Aesthetics are the observable physical properties of the graphics.

Renderer

Renderer generates the graphic

Variable vs. Varset

To define a variable we need three things.

  1. Set of objects
  2. Set of values
  3. Function mapping objects to values

To define a varset we need,

  1. Set of values
  2. Set of objects
  3. Function mapping values to objects

What is the difference? In varsets value has more priority than objects. In a graph basically we represent values. An object may be a certain data point. Coordinates are values. Therefore graphs are made of varsets.

Graph vs. Graphic

  • Graph is a mathematical representaion of a bounded multidimentional space. A graph is an abstract entity.
  • Graphic is to represent a graph in observable physical properties (aesthetics) such as position, color, shape.

Explanation of Pipeline

Pipeline is the process of generating any graphic.
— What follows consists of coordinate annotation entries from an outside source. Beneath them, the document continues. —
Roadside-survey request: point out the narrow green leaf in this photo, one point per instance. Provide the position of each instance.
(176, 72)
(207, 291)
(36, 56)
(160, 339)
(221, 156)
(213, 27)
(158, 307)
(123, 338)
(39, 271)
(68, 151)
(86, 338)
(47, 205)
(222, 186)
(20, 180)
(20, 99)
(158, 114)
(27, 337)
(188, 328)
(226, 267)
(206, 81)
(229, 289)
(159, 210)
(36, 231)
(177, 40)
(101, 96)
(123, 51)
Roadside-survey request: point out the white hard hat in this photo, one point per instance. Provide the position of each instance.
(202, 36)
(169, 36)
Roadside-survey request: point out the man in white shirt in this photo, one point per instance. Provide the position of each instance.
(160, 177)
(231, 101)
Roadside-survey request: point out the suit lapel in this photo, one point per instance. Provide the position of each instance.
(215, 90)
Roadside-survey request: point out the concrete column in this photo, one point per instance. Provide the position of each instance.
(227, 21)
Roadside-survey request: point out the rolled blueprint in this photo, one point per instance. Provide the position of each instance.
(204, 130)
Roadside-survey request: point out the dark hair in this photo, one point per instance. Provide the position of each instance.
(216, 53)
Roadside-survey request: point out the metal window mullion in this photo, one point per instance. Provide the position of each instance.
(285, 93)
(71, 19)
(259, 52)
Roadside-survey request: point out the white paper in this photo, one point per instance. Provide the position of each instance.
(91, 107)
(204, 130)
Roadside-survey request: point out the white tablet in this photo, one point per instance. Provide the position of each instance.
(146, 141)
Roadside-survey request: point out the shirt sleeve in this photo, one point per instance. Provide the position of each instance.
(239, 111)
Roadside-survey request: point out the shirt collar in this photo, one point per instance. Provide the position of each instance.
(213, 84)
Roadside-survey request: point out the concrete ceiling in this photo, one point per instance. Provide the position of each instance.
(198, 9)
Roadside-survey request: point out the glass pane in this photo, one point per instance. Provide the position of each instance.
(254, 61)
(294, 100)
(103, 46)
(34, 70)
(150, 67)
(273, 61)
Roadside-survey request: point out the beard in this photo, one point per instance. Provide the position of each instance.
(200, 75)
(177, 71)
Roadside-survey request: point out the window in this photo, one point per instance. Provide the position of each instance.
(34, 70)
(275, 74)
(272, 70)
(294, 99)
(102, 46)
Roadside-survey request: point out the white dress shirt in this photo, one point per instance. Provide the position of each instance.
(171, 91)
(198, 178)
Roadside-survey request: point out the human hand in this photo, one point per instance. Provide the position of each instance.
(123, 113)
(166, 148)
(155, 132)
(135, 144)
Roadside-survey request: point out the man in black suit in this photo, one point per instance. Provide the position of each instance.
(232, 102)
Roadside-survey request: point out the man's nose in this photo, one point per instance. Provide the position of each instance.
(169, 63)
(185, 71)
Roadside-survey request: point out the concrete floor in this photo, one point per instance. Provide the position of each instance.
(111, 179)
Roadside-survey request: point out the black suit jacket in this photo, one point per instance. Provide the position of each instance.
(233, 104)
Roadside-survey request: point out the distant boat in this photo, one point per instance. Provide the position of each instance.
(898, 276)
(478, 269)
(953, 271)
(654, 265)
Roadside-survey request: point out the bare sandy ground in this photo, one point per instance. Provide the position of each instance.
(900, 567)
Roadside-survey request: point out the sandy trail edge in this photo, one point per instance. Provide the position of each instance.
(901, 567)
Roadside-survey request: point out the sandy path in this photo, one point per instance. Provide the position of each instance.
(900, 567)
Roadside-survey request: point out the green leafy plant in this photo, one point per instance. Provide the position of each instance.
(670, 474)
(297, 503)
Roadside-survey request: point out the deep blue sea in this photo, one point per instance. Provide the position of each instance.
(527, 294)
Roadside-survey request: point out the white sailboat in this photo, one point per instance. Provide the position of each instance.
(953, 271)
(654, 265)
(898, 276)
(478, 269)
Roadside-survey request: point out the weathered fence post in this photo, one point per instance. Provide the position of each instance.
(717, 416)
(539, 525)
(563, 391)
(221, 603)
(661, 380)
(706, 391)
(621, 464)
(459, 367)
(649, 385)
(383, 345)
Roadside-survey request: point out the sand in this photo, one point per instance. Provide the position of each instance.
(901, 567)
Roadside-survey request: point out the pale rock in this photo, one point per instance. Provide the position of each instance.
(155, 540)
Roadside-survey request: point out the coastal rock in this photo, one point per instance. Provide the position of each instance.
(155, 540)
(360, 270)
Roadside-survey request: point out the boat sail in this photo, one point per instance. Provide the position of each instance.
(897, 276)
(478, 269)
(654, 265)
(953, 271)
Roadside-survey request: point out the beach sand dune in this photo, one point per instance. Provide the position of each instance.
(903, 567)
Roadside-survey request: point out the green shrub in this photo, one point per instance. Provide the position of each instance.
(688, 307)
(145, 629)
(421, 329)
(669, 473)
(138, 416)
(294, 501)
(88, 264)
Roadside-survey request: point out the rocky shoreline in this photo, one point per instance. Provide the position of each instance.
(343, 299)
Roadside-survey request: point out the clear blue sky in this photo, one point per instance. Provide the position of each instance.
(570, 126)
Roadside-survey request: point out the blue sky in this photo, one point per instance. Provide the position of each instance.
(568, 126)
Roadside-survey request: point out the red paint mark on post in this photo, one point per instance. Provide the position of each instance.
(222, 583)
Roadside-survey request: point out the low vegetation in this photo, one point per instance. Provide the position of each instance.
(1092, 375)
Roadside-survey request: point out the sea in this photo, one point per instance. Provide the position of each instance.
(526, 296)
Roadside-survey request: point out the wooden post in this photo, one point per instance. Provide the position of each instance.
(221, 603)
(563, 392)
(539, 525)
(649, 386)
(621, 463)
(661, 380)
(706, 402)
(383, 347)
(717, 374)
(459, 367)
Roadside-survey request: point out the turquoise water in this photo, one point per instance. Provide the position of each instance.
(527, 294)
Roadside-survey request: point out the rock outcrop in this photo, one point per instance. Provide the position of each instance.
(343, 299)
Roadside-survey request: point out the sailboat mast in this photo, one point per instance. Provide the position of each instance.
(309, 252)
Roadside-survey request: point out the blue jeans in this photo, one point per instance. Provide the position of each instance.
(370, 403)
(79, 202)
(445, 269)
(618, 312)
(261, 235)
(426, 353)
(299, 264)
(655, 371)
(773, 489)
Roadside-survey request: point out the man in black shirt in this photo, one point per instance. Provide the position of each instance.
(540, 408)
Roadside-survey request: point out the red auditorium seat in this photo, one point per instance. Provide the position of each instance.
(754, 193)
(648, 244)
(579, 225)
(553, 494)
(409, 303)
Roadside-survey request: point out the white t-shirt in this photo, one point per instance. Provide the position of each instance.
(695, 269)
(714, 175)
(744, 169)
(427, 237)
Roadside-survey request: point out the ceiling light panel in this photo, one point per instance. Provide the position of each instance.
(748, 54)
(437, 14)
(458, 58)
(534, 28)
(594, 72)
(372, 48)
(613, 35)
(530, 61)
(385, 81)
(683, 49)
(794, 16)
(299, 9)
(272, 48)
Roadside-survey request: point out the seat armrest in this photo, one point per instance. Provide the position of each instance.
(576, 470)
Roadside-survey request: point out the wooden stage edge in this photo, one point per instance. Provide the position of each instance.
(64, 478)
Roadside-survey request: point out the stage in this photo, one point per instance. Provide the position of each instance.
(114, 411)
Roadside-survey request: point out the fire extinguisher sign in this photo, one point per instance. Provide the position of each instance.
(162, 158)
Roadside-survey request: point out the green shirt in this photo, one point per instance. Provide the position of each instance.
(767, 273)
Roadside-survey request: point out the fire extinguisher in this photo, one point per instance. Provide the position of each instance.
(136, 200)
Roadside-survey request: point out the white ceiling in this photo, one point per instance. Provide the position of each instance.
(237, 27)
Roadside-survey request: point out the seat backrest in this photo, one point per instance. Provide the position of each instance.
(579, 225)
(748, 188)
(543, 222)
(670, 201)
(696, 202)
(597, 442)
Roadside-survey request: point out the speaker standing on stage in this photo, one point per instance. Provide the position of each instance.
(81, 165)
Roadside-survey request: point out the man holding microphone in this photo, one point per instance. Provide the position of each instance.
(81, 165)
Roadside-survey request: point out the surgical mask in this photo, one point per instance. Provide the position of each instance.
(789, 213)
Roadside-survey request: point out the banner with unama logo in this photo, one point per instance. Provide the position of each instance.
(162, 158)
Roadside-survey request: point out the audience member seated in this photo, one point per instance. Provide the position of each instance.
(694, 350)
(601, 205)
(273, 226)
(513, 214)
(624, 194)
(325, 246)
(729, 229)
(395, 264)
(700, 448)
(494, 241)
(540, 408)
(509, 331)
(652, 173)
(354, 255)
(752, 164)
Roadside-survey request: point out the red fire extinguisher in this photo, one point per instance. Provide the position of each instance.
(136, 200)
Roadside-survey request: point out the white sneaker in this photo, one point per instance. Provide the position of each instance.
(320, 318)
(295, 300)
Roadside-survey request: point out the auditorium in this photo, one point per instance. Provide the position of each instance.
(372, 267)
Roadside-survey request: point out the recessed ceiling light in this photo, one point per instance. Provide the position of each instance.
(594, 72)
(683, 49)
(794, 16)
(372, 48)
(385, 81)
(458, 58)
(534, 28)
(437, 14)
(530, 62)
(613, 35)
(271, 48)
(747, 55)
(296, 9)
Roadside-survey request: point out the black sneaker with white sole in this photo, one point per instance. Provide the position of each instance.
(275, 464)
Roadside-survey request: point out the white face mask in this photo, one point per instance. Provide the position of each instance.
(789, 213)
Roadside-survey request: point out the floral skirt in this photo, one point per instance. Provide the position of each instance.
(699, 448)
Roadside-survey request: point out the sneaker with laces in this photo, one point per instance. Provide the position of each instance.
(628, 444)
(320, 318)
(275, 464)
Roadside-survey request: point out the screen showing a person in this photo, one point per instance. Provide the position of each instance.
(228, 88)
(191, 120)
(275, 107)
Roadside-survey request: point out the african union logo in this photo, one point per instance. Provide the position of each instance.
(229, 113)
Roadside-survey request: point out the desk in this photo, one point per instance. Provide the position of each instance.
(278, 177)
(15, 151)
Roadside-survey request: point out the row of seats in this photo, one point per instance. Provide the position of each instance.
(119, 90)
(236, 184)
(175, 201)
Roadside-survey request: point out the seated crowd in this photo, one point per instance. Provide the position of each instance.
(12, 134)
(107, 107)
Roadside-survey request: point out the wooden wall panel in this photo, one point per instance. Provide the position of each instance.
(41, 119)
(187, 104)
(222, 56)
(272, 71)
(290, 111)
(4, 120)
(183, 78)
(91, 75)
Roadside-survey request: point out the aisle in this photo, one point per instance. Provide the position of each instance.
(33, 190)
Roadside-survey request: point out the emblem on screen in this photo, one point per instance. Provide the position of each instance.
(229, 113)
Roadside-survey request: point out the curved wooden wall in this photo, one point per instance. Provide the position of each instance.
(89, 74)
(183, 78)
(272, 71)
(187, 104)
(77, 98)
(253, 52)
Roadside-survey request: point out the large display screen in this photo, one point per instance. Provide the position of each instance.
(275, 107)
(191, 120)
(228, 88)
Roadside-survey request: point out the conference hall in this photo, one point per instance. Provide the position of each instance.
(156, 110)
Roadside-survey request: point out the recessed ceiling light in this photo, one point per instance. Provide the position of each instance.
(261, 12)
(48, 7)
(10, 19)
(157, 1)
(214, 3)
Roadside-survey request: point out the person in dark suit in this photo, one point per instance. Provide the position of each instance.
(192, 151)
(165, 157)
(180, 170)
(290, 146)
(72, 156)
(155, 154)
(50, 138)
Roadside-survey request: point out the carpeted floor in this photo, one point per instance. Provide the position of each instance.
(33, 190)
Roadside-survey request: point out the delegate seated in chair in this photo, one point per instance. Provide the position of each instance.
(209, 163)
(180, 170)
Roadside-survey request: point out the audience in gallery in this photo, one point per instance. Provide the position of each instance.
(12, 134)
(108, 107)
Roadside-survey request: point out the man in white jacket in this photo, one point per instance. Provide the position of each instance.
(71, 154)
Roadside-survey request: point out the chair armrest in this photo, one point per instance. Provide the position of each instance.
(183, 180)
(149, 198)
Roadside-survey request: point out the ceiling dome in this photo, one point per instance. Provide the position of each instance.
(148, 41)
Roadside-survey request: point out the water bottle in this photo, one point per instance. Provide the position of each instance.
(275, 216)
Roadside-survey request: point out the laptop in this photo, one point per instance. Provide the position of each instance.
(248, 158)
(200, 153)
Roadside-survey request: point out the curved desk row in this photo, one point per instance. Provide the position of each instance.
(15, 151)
First we have to get data from a source. Then we have to create variables and turn them into varsets. Then using varset algebra we create complex varsets. Thereafter you have to map variable into a dimension. (Dimension gives a direction or order to the values.) Then you have to alter positions of the data points to find the points that are to be visualized in the graphic. Upto here we worked with arbitrary dimension. Then we should specify coordinate system related to the graphic space. Then we can choose aesthetic to visualize the graph. Finally we render the graph through a rendering mechanism.

We cannot by-pass these steps. This is the way we naturally generate a graphic visualization.

Wilikinson suggested to go through this pipeline and to provide functions to work on relevent steps of the pipeline instead of giving ad hoc functions for certain chart types.

Instead of providing list of specific usages, this architecture provides a grammar to generate any graphic as you wish.